3.1.2 For Team Leads
3.1.2.1 Pre-requisites
You will need to have a Trello account. You can sign up for one at https://trello.com
You will also need to install the tddc package. To get the latest version from Github, run the following:
$ pip3 install git+https://github.com/DataKind-SG/test-driven-data-cleaning.git
As Python 2.7 would not be maintained past January 1, 2020 (see link) we recommend that you start using Python 3.x
Last but not least, your dataset needs to be in CSV format.
3.1.2.2 Creating the scaffolds and Trello board
In this walkthrough we shall use an example CSV file that can be downloaded from the link below.
In the same directory as the file, run:
$ tddc summarize sample_data.csv
This takes the csv data set and summarizes it, outputing to a json file in a newly created output/ directory.

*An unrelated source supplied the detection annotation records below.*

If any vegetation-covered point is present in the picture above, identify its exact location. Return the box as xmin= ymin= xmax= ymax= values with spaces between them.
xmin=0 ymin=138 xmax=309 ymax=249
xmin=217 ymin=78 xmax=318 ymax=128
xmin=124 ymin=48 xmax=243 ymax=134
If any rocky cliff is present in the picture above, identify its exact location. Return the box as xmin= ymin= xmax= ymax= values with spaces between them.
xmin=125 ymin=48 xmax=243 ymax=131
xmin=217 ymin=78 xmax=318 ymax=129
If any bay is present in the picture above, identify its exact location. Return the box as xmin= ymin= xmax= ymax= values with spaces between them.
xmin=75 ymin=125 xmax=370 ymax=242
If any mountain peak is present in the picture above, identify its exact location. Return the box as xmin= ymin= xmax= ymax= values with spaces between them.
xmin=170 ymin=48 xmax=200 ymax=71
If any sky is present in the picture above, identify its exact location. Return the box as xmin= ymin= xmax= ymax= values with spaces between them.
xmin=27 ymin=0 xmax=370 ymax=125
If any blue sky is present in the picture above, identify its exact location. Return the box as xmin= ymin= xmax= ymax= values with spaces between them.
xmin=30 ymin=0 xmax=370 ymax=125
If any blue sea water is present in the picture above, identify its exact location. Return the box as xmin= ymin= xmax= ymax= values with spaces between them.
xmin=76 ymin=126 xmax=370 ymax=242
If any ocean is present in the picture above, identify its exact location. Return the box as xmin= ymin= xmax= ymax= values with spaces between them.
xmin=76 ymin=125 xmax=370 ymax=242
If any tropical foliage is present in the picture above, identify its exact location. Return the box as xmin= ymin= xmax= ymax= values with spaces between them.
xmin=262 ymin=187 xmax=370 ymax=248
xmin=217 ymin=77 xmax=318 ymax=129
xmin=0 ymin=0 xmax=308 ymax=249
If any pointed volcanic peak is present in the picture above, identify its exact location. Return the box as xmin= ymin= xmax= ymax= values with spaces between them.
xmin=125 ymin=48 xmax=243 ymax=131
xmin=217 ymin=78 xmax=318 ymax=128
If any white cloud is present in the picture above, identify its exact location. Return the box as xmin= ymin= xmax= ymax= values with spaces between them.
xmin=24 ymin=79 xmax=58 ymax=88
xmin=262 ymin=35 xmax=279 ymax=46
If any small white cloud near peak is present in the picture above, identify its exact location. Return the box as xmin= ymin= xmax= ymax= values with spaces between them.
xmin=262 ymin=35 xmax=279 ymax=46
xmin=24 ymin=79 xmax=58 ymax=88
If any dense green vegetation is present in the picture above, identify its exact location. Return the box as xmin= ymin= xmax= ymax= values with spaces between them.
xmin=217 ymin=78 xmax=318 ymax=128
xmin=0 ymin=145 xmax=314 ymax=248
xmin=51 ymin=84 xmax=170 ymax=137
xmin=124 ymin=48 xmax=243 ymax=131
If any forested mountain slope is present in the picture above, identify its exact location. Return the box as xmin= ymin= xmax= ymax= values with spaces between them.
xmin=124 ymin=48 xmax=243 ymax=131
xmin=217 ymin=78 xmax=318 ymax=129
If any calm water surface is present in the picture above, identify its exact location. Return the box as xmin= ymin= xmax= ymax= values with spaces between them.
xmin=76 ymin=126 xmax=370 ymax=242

If this is the first time you’re running this, you should create a Trello configuration file named .tddc_config.yml
in your user root directory with the format:
trello:
api_key: <TRELL_API_KEY>
token: <TRELLO_TOKEN>
You can get your Trello API key here: https://trello.com/app-key
Replace your Trello API key at the end of this URL to get your Trello token (set to expire in 1 day):
https://trello.com/1/authorize?expiration=1day&scope=read,write,account&response_type=token&name=Server%20Token&key=<TRELLO_API_KEY>
Next, you can run:
$ tddc build_trello sample_data.csv
If .tddc_config.yml
has not yet been created, the command will fail and give you instructions on how to create a Trello configuration file in your root directory. Once you create it, you can try to run that step again. This will create a Trello board named ‘Data Cleaning board for: Show Menu > More > Settings > Change Team...
Next, you can run:
$ tddc build sample_data.csv
This outputs a script into the output/ folder that contains method stubs and glue code to clean the data set. It also outputs stubs for tests in output/. Please refer to the previous section for volunteers to see how these test and cleaning scripts can be used.
Finally, commit the test and cleaning scripts to your team’s Github repository.